Me, I’m going to come check in if I find you this way. Him? He walked on by. Okay, we weren’t close friends, but some of us (me) come check on even people we hate because it’s just weird to watch someone suffer, and leave them alone. You’ve heard the phrase, “I wouldn’t spit on him/her if he were on fire”? – I was on fire that day, and I know what if feels like when someone won’t even stop to spit.
I reminded myself while I saw Bill pass me in multicolored waves of peripheral vision that I am safe and free until another man, a black man around my father’s age, rounded the aisle where I stood. He told me I looked like I was about to fall out, and helped me to sit down just before I hit the floor. He looked like any one of my dad’s friends slumming through a discount store – like one of the elders who’d decided it was time for my family to escape the redlined area of our city. Those guys who took me from everything I loved and set me out to face the giants. I was overwhelmed with gratitude and resentment.
Our conversation went like this:
Him: Come on and sit down, you look like you’re about to faint.
Me: I know, I was waiting for my friend to come.
Him: Where’s she coming from, home?
I struggled not to cry and I realized that he was helpless too. I also realized that they’d trained me to face giants because it is my only choice. I wasn’t sure how to speak to the whereabouts of my “friend”, who was nowhere in sight. I wonder if he thought I was hallucinating – there was no one in that aisle but us, and he changed the subject.
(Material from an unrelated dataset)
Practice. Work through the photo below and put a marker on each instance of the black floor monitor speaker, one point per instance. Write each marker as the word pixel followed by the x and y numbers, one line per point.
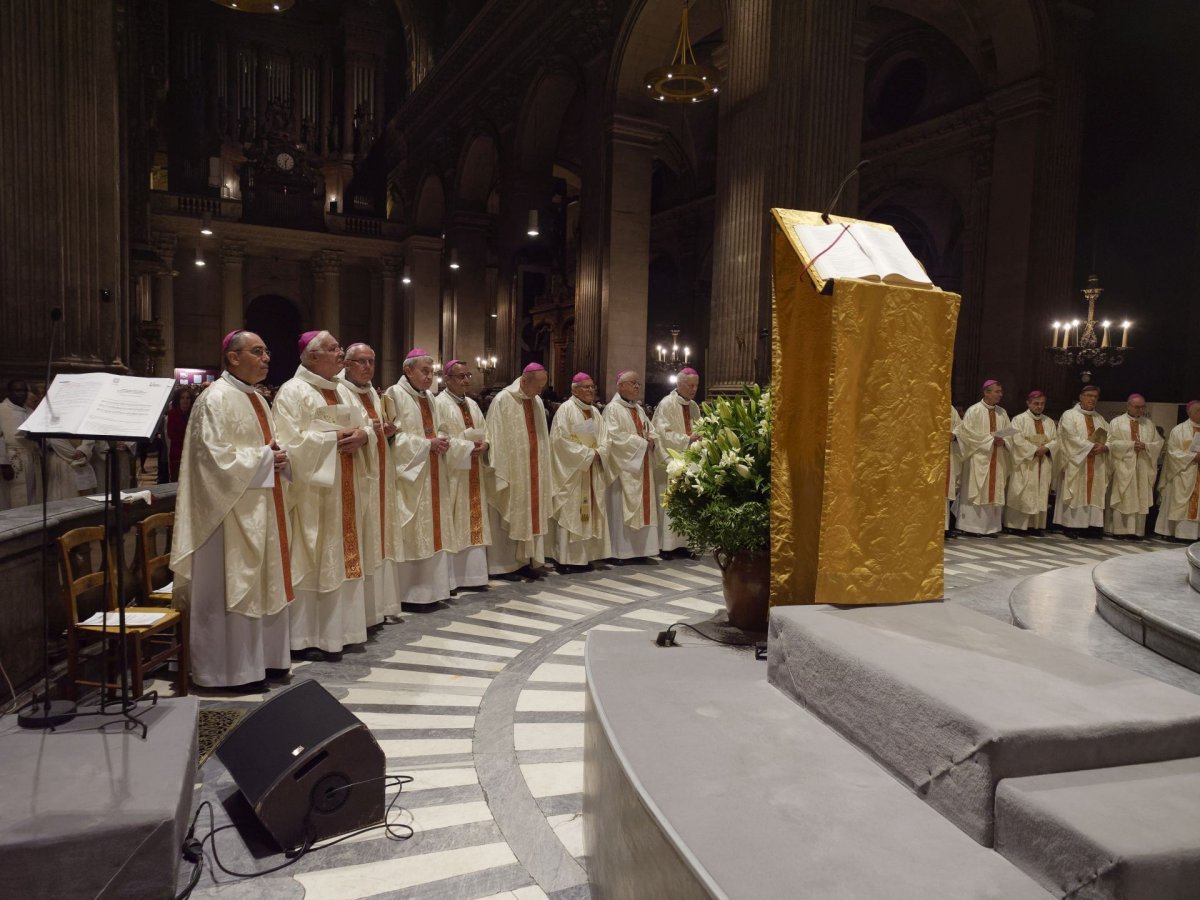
pixel 307 766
Him: My mother used to get the vapors all the time. My sisters, too.
Him: Yup. They’re real sensitive.
Me: *quietly* I think it’s racism. Maybe I’m allergic.
He patted my back while he laughed, but I don’t think I was kidding. I know I wasn’t laughing.
I reminded myself that my wellbeing wasn’t Bill’s responsibility, on the way home. It’s not is job to see that I am sheltered from hate in public. Clearly, I’m not even on his team. It’s just that, when I was feeling most oppressed, I felt expected to consider how Bill may have been uncomfortable. Freeze and hide my trembling hands, ‘less I look weak.
When I’ve tried to speak to Bill since then, he will not engage. It’s okay. His silence makes it clear he can’t appreciate what my feelings might’ve been feeling like. Plus, I have no business tending to his needs ahead of mine. He can talk: And I’ve never been good at subtext. If my experience with him was some kind of silent treatment for another unknown offense, it’s his job to tell me what that is.
I have stood since then, without an episode of growing faint. Could be because I started taking care of my physical self differently on that day. Could be I just needed to make up my mind how I was going to react to violence. Both the aggression of the police officer who’d held me up and the indifference of my colleague felt really violent at that moment. And imagine, in the current political climate, if I hadn’t started to tend to myself!
I would certainly spend twenty hours a day out cold.
Mostly, I came to understand people who live outside this particular pressure will not understand the steady hum of danger that underscores my life, and I found resolve in being connected with this world – good bad, or indifferent. I will not faint.